There may have been some level of disappointment that wheat did not get a mention of interest in the deal with China, although looking through world values it shouldn’t be too surprising, with Argentina’s potentially record breaking yields driving prices to being the most affordable offer in the world. The U.S. dollar has also put together a two day rally back towards recent highs, which added some pressure to concerns on the trade front.
What seems more likely as detrimental to winter wheat prices on Thursday has been widespread rainfall over the past week across the southeastern U.S., stretching into hard red areas in Kansas, Oklahoma, and Texas, but benefitting dry areas in soft red regions across Missouri, Kentucky, and southern Illinois. Thursday’s Drought Monitor update showed a reduction in winter wheat area in drought to 40%, down from 43% the previous week. Still a fairly high level of dryness to monitor but certainly moving in the right direction as the 2026 winter wheat crop emerges.

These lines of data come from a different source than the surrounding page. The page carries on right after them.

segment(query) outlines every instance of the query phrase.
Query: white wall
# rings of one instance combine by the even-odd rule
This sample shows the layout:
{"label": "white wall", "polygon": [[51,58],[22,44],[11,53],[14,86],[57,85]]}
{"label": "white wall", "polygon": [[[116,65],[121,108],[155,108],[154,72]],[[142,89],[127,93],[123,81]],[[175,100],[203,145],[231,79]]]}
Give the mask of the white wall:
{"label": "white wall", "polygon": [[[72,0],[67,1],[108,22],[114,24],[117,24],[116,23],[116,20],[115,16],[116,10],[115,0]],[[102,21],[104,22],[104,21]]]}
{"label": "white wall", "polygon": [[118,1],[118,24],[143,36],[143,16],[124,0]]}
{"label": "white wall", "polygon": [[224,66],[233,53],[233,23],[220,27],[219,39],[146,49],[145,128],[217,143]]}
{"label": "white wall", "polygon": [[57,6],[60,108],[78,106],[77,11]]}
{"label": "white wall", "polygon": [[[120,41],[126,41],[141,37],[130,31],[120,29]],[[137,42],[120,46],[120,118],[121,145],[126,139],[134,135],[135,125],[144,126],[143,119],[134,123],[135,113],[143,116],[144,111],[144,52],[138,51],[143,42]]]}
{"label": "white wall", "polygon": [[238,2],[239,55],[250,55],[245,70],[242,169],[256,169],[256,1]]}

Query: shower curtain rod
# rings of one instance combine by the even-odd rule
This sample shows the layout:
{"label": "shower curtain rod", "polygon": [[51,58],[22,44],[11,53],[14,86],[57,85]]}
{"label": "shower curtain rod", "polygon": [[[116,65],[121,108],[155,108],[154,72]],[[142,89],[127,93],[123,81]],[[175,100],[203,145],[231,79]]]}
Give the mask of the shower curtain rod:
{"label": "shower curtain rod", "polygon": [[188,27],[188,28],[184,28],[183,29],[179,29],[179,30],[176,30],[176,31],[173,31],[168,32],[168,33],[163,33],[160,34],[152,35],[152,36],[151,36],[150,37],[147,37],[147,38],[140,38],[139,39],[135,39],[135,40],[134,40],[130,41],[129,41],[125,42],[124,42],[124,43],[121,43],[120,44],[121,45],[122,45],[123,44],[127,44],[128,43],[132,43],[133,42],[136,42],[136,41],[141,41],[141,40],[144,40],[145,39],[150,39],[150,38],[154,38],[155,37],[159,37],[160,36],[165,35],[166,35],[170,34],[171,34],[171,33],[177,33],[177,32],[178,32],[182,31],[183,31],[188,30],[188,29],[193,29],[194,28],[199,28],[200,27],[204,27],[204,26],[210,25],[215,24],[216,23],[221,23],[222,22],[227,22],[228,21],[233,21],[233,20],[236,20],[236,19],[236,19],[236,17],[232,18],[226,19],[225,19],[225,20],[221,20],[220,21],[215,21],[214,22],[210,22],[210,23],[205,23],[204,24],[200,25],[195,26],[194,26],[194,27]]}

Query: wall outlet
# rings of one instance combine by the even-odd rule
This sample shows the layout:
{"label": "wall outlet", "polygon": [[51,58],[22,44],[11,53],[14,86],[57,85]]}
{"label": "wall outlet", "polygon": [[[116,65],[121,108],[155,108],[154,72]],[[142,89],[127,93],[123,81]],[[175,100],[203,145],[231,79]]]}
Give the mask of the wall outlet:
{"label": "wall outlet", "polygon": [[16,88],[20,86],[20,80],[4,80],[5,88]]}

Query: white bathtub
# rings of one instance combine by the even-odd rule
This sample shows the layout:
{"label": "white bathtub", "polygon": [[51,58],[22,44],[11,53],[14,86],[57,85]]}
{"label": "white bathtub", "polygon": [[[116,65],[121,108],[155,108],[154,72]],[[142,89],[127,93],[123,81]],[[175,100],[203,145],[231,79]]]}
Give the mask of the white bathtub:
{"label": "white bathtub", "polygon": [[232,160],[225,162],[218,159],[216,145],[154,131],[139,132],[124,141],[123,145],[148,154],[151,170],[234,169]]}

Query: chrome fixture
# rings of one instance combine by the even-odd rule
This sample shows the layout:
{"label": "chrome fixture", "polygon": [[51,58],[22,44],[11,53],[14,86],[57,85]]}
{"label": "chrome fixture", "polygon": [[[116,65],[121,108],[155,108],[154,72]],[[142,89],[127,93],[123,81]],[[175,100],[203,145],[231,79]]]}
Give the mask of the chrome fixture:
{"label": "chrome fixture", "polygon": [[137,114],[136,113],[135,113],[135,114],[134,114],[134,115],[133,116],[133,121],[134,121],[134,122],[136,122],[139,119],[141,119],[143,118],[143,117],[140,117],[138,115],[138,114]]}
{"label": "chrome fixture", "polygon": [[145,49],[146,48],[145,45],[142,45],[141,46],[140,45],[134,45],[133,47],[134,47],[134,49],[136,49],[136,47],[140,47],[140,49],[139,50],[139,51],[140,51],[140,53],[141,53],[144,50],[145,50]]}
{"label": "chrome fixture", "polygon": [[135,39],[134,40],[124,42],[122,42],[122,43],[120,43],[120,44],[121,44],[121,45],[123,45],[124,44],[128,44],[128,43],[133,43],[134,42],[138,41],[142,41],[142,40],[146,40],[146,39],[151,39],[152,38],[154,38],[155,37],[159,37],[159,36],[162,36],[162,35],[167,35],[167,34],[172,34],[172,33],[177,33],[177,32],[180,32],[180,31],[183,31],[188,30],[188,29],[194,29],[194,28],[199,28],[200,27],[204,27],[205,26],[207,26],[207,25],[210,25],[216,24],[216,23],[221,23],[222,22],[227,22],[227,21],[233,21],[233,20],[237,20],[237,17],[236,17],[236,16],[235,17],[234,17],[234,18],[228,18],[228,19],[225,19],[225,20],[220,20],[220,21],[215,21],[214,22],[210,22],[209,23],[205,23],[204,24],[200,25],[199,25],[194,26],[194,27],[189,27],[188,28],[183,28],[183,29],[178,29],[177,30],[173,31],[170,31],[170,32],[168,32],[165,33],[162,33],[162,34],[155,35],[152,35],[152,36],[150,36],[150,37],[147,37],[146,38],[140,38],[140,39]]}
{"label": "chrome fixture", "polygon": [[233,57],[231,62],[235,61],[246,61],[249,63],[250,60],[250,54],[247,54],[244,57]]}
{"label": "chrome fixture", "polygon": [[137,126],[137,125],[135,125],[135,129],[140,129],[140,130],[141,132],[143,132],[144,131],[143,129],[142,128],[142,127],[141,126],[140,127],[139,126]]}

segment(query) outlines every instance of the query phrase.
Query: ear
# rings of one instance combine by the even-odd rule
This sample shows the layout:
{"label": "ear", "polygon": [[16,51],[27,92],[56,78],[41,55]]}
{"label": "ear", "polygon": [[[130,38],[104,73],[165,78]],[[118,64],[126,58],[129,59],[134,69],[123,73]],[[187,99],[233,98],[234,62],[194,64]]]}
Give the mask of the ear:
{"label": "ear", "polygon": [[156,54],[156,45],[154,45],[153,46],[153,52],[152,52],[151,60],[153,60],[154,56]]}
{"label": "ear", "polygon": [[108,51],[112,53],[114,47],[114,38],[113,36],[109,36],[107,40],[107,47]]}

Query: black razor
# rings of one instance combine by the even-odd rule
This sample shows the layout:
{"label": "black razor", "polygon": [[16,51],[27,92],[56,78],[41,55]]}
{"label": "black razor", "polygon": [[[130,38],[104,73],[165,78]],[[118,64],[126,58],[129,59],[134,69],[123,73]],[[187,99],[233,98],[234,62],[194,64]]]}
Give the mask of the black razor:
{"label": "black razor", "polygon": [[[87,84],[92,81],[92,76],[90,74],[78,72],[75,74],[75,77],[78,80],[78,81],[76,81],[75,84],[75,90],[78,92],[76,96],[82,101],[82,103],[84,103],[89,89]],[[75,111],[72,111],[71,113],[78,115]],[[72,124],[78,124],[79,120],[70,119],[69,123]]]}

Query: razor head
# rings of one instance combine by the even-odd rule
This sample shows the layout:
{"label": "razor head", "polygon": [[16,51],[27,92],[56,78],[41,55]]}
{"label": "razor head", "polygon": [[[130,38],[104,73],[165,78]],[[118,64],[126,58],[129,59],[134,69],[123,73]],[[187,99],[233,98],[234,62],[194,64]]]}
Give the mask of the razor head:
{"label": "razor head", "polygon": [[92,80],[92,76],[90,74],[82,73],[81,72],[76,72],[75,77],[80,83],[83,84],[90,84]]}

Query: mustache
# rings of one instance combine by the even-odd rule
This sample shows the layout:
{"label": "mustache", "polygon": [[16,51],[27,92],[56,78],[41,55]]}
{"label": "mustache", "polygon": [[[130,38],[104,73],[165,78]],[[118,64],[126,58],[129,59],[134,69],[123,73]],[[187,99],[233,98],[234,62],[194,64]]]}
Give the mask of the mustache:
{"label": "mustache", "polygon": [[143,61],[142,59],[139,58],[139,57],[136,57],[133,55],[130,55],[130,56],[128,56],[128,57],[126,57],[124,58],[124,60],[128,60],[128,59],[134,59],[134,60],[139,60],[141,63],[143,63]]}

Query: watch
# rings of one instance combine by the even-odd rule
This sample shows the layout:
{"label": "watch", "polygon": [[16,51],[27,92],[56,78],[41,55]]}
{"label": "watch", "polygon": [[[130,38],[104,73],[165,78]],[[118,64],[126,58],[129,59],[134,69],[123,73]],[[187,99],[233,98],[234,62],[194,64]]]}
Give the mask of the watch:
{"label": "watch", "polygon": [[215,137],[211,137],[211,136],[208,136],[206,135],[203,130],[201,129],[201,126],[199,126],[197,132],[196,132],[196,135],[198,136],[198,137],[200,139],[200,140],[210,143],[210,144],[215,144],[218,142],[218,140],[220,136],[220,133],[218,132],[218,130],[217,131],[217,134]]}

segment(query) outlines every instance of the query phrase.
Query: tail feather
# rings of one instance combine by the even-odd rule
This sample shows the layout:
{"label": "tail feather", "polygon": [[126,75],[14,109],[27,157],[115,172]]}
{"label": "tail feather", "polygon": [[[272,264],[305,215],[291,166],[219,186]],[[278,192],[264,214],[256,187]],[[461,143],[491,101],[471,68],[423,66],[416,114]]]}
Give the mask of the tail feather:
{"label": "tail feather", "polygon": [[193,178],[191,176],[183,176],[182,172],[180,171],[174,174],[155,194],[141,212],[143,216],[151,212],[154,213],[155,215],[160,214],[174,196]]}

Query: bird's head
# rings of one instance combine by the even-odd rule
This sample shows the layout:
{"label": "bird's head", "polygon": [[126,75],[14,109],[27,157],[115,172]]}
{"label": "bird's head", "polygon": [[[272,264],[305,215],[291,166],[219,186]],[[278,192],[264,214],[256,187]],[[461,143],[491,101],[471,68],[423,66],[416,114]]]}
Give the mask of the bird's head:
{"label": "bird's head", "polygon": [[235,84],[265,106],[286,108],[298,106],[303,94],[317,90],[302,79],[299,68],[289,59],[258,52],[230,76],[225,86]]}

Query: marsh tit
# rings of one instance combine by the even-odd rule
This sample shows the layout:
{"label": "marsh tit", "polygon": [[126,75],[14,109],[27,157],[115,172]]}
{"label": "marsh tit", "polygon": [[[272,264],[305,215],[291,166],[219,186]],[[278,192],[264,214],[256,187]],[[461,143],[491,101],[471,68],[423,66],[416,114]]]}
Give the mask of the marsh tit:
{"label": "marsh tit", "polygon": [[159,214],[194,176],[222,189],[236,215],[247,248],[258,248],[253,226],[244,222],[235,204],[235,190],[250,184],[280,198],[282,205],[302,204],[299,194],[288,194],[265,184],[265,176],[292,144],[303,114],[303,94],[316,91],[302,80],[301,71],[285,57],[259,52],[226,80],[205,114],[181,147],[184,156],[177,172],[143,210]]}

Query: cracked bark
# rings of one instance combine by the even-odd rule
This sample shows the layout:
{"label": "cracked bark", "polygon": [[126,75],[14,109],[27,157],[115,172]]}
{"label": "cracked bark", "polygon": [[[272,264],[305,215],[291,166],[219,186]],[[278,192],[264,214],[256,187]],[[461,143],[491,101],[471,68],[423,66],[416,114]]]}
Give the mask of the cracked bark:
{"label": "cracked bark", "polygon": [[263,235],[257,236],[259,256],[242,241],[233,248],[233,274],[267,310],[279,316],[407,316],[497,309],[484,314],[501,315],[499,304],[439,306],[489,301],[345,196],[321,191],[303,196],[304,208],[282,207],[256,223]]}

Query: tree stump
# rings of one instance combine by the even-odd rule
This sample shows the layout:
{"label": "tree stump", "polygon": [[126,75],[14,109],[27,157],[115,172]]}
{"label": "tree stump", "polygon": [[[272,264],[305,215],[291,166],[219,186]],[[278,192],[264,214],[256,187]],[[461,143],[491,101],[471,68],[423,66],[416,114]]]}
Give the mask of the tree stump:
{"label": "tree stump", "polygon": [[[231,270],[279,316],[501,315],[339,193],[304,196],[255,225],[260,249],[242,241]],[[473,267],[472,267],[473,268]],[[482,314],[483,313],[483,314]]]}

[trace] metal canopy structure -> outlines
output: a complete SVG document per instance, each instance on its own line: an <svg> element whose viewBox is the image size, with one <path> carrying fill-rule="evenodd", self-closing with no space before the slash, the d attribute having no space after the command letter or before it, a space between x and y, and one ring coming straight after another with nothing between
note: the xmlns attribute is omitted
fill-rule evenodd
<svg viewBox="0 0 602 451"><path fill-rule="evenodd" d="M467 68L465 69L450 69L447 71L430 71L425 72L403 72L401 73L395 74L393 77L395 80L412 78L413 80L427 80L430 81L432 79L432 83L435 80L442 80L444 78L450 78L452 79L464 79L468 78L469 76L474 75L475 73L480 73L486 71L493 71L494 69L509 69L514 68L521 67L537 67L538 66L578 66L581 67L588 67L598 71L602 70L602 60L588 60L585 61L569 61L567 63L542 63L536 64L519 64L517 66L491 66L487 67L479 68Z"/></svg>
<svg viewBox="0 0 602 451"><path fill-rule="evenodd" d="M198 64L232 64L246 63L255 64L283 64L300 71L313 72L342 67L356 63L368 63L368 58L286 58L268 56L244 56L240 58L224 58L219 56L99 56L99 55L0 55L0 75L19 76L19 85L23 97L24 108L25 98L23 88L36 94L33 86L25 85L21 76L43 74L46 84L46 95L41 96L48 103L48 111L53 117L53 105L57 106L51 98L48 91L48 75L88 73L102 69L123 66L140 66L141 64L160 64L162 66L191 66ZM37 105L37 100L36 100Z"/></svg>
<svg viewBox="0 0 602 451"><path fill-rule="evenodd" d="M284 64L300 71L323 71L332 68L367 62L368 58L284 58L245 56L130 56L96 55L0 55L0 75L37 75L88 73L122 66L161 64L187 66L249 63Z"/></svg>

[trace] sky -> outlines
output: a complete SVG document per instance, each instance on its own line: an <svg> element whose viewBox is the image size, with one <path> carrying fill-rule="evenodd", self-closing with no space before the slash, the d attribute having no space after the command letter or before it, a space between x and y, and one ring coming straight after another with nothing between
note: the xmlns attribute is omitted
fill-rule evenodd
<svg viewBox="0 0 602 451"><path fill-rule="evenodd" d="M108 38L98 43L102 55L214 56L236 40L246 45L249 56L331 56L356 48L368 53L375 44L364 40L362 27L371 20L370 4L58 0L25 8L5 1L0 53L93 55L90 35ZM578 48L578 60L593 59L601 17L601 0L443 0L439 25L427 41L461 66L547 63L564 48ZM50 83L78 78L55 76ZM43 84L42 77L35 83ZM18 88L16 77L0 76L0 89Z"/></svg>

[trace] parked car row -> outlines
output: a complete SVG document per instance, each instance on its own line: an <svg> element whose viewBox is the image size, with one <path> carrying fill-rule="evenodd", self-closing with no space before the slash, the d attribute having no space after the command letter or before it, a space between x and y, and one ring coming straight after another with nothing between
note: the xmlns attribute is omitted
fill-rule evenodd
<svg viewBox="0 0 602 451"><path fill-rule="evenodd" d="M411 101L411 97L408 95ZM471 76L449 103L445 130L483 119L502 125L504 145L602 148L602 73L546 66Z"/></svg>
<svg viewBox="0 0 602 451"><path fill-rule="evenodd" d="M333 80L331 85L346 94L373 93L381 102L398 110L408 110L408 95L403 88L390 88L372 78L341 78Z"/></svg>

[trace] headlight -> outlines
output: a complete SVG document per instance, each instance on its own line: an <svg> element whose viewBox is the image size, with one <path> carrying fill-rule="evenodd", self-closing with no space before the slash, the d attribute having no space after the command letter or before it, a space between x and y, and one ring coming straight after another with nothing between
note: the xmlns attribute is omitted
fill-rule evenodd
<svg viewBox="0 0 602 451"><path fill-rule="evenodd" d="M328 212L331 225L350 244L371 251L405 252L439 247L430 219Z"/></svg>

The DTN National HRW Index finished Wednesday at $4.54, while the DTN National HRS Index was $5.30. Thursday’s futures closes and implied basis of 68 cents under the December board for HRW, and 31 cents under the December board for HRS, would indicate the indices for Thursday afternoon to be near $4.44 and $5.20, respectively.
Corn
December corn futures fell 3 3/4 cents on Thursday to $4.30 1/4. March futures were down 3 cents to $4.43 3/4. The corn market continues to struggle to gain a footing above resistance just above $4.30 for December futures, trading in a wide range on Thursday before eventually settling lower and snapping a 3-day win streak in the process. Traders are still displaying a sense of bullishness evident by the recovery from daily lows but appear to be equally desiring further reassurances to send prices back toward early summer type levels.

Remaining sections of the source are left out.